Your Case Is Worth $20 Under Washington's New Bail Proposal
- Staff Writer

- Mar 27
- 2 min read
Here’s a math problem nobody in Olympia wants you to do.
Washington’s Supreme Court is considering a rule change that would cap bail at $200 for most misdemeanor crimes. Same rule creates a “strong presumption” that defendants only need to post 10% of that amount. A clerk takes the cash, defendant walks.
Ten percent of $200 is $20.

Somebody steals from your store? Twenty bucks and they’re gone. Somebody harasses you at work? Twenty bucks. Somebody trashes your car, trespasses on your property, shoves you in a parking lot? Twenty dollars to the clerk’s office and there is literally no one — not a single person — assigned to make sure they show up for their court date.
Domestic violence and DUI are excluded from the cap. Everything else? Fair game. Theft. Trespass. Harassment. Simple assault. Criminal mischief. The kinds of crimes that happen to regular people every day.
But here’s the part that hasn’t gotten enough attention.
That 10% deposit thing? It’s not just for misdemeanors. Read the actual proposal. The presumption covers CrR 3.2 — that’s superior court. Felonies. Someone gets charged with robbery and a judge sets bail at $50,000. Under this proposal, the defendant has a “strong presumption” they can post $5,000 to the clerk and walk. No bail agent tracking them. No third party with skin in the game. Just cash in a court registry and a promise to come back.
$100,000 bail? Post $10,000 with the clerk. Same deal.
So what happens when they don’t come back?
Bench warrant. Goes into a pile. Your local sheriff — already short-staffed, already running from call to call — is supposed to track down the person who skipped. Whenever they get around to it. Could be weeks. Could be months. For a misdemeanor warrant? Might be never.
And your case? Frozen. Can’t move forward without the defendant. Hearings get rescheduled. You come back again. And again. Or you give up. A lot of people give up.
The organizations pushing this say it’s about ending “wealth-based detention.” They say poor people shouldn’t sit in jail because they can’t afford bail. And honestly? They’ve got a point there. Nobody should rot in jail over $500 they don’t have.
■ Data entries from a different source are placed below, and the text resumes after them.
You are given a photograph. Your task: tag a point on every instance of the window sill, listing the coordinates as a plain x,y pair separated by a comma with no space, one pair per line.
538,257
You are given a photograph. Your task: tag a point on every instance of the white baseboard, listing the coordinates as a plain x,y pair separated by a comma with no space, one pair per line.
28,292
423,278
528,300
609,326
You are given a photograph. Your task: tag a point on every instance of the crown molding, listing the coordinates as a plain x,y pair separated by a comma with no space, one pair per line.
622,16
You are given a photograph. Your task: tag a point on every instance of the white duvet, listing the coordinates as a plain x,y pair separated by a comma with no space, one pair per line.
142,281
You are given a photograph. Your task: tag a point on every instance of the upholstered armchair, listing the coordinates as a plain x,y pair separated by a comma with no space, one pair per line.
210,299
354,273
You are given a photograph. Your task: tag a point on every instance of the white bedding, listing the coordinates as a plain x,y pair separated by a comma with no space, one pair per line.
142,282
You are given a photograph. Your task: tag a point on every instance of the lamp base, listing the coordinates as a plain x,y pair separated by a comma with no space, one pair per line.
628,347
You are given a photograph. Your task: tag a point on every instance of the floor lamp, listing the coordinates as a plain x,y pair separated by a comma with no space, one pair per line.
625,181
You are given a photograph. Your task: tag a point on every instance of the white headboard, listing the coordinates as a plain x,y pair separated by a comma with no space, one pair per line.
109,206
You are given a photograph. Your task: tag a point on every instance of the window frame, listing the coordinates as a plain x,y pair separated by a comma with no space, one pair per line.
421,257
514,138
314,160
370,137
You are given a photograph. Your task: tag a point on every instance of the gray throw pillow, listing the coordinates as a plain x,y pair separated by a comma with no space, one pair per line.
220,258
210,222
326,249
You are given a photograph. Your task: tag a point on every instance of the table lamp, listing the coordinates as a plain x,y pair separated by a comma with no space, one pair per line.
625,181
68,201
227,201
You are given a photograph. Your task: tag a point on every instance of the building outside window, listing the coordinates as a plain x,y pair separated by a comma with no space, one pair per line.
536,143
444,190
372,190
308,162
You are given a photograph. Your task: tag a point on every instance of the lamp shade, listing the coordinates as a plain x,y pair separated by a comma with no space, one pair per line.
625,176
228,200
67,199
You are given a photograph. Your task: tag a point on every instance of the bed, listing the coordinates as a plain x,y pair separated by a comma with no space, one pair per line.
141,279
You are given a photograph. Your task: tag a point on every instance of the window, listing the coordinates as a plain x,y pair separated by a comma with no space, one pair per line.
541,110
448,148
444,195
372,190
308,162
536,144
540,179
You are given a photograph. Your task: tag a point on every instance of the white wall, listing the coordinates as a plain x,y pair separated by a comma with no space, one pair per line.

But the fix they’re proposing doesn’t build anything. No court reminder system. No pretrial check-ins. No funding for new warrant officers. No victim notification when a defendant ghosts. They’re ripping out the wiring and not replacing it.
The people who pay the price won’t be rich folks in gated communities. It’ll be the clerk at the gas station. The single mom whose ex won’t leave her alone. The small business owner dealing with the same shoplifter for the third time. Those people need the system to work. This proposal makes it optional.